I can TOTALLY see where you are coming from.. but.. as my sweet friend Josha would tell me..
cut yourself a break... :) You are doing great!
Life gets in the way! its does.. we are not perfect...
Love your scripture channeling! fantastic!

your doing great! thanks for posting this tonight! our struggles and triumphs both encourages each other ! :)

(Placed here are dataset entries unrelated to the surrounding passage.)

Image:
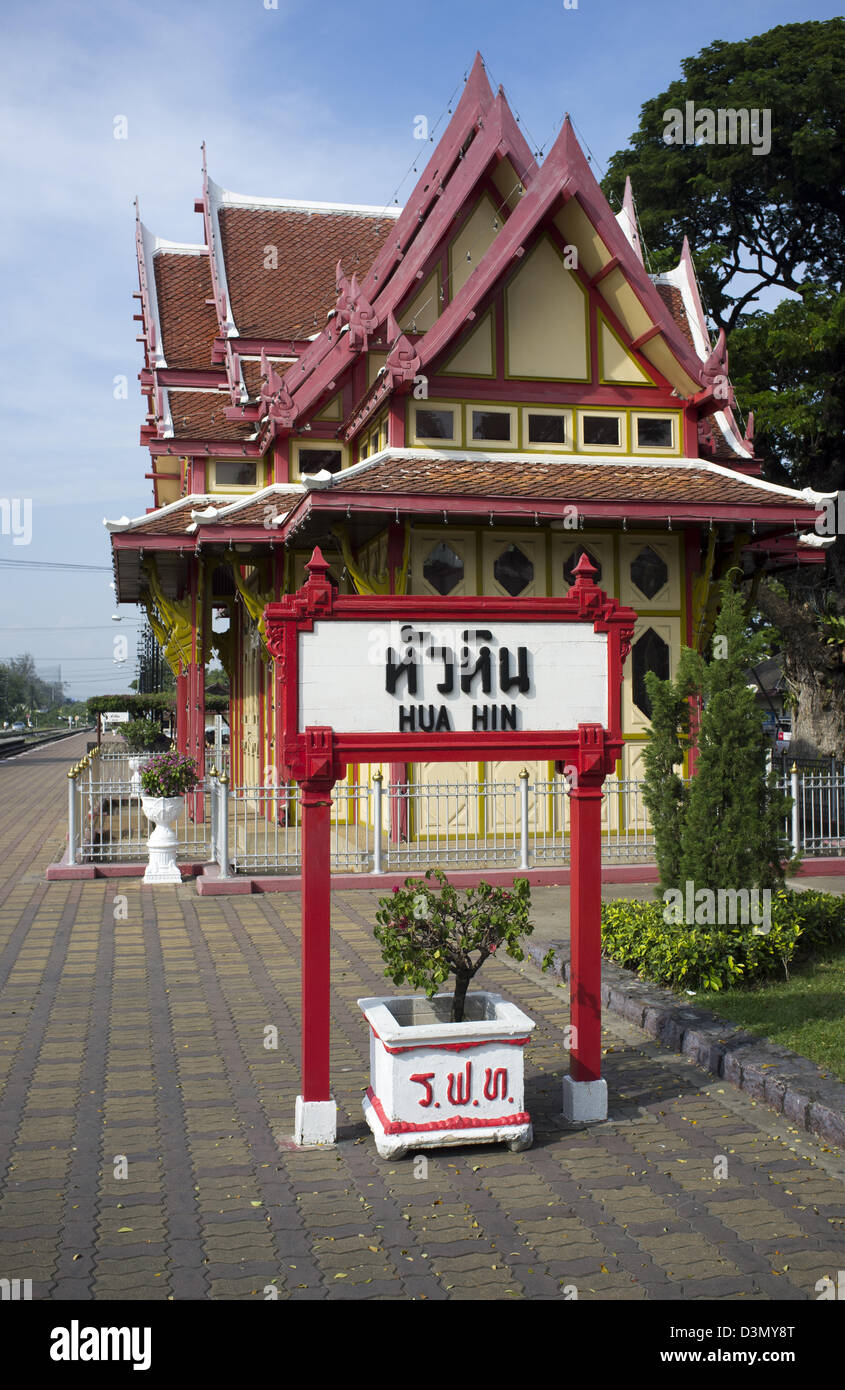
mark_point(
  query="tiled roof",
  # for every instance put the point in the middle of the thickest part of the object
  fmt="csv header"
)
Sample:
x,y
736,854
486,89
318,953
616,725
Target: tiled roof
x,y
293,299
170,520
566,481
188,516
252,374
256,510
188,324
674,302
200,414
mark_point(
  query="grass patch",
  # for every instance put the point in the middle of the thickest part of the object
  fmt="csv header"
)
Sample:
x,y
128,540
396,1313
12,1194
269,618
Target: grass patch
x,y
805,1012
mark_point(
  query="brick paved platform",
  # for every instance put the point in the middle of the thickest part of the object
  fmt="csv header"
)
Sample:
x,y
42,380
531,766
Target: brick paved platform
x,y
132,1039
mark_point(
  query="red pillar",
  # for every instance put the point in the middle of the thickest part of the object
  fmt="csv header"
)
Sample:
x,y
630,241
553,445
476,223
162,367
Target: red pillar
x,y
316,938
182,710
585,931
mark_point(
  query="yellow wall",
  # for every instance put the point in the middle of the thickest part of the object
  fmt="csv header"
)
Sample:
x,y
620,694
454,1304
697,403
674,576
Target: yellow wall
x,y
546,320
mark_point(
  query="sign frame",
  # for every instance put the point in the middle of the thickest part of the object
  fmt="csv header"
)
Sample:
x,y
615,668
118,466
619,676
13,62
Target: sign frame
x,y
317,758
325,752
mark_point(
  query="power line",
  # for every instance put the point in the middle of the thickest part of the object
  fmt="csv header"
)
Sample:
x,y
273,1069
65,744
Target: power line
x,y
64,627
54,565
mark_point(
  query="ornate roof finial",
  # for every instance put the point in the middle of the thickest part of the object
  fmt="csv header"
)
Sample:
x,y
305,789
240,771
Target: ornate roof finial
x,y
403,360
715,373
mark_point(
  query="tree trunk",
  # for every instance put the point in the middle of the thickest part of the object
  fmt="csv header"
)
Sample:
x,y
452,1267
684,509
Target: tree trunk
x,y
462,984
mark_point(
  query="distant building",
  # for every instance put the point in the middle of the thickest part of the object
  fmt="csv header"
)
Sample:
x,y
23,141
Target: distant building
x,y
453,398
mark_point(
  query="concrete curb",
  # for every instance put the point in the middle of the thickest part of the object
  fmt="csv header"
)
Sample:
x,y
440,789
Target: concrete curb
x,y
791,1084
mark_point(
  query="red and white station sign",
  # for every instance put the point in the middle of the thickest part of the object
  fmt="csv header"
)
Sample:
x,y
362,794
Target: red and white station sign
x,y
431,679
414,679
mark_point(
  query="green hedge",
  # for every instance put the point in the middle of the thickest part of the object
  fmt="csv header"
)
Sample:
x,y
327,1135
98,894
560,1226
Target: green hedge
x,y
637,936
154,701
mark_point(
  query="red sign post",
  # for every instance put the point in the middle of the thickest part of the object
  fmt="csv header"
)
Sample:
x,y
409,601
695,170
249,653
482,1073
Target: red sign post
x,y
420,679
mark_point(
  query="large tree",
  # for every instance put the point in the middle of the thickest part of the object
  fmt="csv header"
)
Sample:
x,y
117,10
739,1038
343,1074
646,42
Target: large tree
x,y
753,220
766,225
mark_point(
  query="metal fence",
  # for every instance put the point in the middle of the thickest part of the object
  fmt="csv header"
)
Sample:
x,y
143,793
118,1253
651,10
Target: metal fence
x,y
381,827
817,822
106,822
387,827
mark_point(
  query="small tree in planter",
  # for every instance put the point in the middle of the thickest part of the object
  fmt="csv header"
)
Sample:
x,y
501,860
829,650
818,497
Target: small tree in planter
x,y
164,780
446,1069
427,936
141,736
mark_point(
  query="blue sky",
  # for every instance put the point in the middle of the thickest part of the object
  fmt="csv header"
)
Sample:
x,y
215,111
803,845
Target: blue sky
x,y
312,100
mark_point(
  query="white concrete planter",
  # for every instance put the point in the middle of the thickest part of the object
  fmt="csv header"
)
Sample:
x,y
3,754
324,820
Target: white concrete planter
x,y
434,1083
164,812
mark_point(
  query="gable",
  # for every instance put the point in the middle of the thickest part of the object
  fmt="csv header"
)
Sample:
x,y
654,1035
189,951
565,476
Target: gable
x,y
616,364
476,356
546,316
471,243
424,307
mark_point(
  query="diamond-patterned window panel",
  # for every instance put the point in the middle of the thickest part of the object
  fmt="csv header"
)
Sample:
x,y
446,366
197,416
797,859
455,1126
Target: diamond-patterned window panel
x,y
649,653
444,569
513,570
649,571
569,570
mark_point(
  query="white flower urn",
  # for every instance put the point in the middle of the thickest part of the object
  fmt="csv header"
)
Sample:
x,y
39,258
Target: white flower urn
x,y
164,812
435,1083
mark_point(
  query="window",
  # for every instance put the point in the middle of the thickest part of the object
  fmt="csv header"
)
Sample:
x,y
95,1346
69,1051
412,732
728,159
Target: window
x,y
317,460
435,424
546,428
649,653
649,571
236,473
601,430
442,569
491,424
513,570
655,432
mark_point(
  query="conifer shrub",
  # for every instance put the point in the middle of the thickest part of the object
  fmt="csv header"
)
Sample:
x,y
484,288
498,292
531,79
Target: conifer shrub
x,y
723,833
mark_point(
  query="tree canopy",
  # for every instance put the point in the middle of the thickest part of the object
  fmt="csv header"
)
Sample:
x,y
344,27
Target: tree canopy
x,y
752,218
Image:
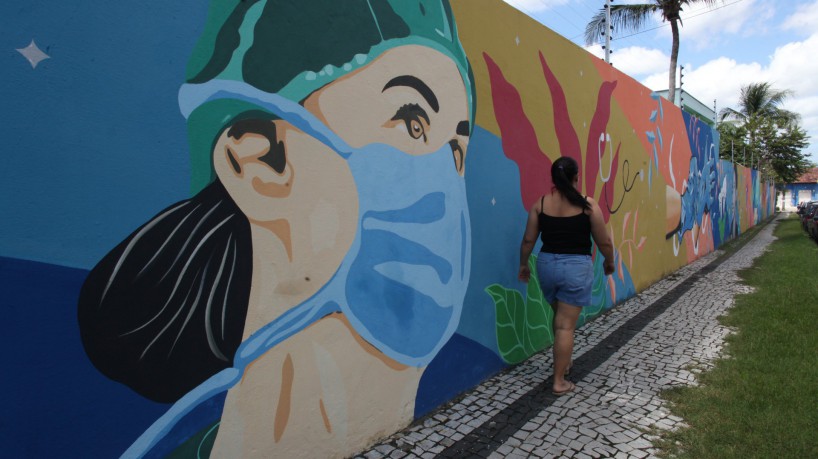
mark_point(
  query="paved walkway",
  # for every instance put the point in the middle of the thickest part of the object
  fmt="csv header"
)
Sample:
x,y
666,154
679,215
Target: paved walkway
x,y
622,361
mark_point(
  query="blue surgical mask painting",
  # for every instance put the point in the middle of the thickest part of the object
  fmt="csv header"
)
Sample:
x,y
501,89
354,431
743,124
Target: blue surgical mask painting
x,y
372,197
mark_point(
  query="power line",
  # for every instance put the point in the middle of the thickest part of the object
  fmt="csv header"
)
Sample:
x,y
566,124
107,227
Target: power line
x,y
709,10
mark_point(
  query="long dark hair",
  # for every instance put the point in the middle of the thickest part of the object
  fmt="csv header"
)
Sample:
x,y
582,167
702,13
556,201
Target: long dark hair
x,y
166,308
563,172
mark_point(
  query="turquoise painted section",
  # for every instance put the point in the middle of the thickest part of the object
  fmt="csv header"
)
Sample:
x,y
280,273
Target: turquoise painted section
x,y
96,147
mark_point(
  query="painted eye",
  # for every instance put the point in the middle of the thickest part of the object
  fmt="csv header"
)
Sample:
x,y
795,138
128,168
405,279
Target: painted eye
x,y
413,116
415,128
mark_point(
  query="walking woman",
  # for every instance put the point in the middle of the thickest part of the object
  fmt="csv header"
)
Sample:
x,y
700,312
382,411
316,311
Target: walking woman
x,y
566,222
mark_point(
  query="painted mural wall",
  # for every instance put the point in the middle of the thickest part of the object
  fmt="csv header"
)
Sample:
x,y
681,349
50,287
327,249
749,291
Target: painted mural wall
x,y
289,228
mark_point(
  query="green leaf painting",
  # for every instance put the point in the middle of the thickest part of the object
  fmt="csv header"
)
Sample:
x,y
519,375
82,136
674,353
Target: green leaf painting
x,y
599,294
523,327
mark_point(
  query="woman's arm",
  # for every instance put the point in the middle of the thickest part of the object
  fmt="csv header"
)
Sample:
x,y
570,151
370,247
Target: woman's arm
x,y
532,230
601,237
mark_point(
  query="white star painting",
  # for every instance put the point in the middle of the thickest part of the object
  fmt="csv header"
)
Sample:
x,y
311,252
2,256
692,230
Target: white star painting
x,y
33,54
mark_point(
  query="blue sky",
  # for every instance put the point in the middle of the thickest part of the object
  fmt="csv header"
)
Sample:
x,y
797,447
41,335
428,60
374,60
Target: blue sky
x,y
723,47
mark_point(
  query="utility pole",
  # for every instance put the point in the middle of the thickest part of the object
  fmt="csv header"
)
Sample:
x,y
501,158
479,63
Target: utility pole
x,y
608,29
681,83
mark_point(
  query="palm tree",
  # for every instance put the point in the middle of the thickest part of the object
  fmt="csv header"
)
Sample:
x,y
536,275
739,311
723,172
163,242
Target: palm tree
x,y
764,124
632,18
760,100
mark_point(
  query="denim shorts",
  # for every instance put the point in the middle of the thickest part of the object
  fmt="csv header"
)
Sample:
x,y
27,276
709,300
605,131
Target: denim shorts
x,y
565,278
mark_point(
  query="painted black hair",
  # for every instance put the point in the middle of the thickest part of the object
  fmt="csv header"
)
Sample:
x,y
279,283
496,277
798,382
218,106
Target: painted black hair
x,y
563,172
166,308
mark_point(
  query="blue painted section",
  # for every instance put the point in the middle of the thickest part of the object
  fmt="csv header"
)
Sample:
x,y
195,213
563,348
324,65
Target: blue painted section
x,y
497,221
97,124
54,402
460,365
795,188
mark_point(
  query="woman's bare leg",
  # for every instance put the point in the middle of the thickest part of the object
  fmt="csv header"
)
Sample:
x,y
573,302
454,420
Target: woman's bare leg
x,y
564,324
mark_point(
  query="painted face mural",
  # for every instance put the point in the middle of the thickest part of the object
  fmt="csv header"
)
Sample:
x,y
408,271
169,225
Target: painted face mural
x,y
324,258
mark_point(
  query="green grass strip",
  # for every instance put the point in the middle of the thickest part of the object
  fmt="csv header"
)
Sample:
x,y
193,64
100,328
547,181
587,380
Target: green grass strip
x,y
761,399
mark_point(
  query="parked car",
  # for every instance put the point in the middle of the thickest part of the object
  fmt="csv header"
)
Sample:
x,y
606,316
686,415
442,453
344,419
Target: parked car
x,y
806,214
812,223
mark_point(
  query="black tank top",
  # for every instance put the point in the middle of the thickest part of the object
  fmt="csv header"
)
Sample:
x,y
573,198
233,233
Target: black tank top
x,y
565,235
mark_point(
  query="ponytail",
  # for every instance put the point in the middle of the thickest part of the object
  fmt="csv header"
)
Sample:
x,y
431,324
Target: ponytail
x,y
563,172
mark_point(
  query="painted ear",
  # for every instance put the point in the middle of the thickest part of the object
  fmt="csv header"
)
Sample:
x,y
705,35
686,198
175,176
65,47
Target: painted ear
x,y
250,159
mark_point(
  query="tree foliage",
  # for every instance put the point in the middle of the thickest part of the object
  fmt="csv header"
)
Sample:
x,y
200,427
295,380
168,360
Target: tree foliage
x,y
633,18
763,135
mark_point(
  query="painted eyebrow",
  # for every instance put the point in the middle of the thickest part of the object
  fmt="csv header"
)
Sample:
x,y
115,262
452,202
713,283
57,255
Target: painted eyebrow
x,y
462,128
416,84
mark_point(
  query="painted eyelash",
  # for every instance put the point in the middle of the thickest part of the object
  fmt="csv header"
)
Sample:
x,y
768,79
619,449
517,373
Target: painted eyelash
x,y
410,110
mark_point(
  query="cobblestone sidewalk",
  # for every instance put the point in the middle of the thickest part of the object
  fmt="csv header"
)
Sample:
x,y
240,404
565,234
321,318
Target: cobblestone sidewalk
x,y
622,361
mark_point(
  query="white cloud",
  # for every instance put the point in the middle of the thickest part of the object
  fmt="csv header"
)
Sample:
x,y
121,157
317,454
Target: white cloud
x,y
705,26
804,19
637,61
722,79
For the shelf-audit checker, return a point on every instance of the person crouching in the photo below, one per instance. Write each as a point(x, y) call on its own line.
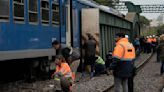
point(63, 74)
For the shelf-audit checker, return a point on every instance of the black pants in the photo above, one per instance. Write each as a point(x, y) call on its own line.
point(99, 69)
point(89, 60)
point(130, 84)
point(162, 67)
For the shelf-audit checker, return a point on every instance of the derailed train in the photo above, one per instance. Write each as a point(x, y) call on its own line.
point(28, 27)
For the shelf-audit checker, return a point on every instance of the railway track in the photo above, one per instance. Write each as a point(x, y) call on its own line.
point(139, 67)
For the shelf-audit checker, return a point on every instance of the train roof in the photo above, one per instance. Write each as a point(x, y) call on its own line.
point(101, 7)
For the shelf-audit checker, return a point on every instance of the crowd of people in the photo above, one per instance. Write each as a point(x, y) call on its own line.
point(120, 62)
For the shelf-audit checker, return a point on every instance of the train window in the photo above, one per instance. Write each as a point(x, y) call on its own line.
point(55, 14)
point(4, 9)
point(33, 10)
point(18, 10)
point(45, 11)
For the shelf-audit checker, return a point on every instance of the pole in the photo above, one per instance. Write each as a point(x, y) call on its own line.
point(71, 22)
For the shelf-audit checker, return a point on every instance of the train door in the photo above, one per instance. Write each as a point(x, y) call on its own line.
point(68, 24)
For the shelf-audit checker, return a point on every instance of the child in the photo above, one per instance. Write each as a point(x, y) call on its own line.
point(63, 73)
point(99, 66)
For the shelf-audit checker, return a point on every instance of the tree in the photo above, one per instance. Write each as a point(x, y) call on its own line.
point(109, 3)
point(144, 21)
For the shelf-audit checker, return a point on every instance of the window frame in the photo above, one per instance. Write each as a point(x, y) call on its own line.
point(37, 12)
point(43, 22)
point(7, 18)
point(16, 19)
point(53, 22)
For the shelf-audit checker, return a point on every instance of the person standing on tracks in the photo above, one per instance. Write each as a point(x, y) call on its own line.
point(72, 56)
point(160, 53)
point(90, 52)
point(63, 74)
point(123, 62)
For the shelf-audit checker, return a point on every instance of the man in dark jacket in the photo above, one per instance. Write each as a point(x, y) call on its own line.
point(123, 63)
point(160, 53)
point(90, 51)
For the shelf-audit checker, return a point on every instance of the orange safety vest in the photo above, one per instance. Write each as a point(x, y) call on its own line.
point(149, 40)
point(124, 50)
point(65, 70)
point(154, 40)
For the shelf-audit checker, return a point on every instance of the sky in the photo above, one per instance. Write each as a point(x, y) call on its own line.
point(141, 2)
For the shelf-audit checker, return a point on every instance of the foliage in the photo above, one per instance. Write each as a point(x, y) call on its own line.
point(144, 20)
point(160, 29)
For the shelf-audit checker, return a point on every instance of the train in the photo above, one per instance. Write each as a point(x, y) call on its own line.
point(28, 27)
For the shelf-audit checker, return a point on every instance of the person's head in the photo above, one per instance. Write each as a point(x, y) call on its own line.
point(161, 38)
point(119, 36)
point(90, 37)
point(56, 44)
point(59, 59)
point(153, 36)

tomorrow is another day! cease the day!

jinxxxygirl said...

I get so mad at myself when i don't plan ahead. But it happens to us all. I know to make my new lifestyle work i have to plan. It does not come easy. I could not imagine running that many miles a week. Forgive i feel like i should know this but are you training for something special? Nor could i imagine running that many miles and NOT losing weight. Although i have heard of this happening many times. Is it because all those miles makes you so hungry that you over eat or is it because something about your body chemistry changes?
All i can say girl is hang in there. Your trying to juggle so much and succeeding for the most part wouldn't you say? Its just the ebb and flow of life. Do you like Kristin Armstrong? Lance Armstrongs exwife? She just wrote a terrific blog kind of about the same thing about the balance of her life. She's in a good place right now and wants to hang onto it.I think you can probably find her blog at Runner'sWorld.com . Anyway take care. Chin up. Tomorrow is another day! Jinx!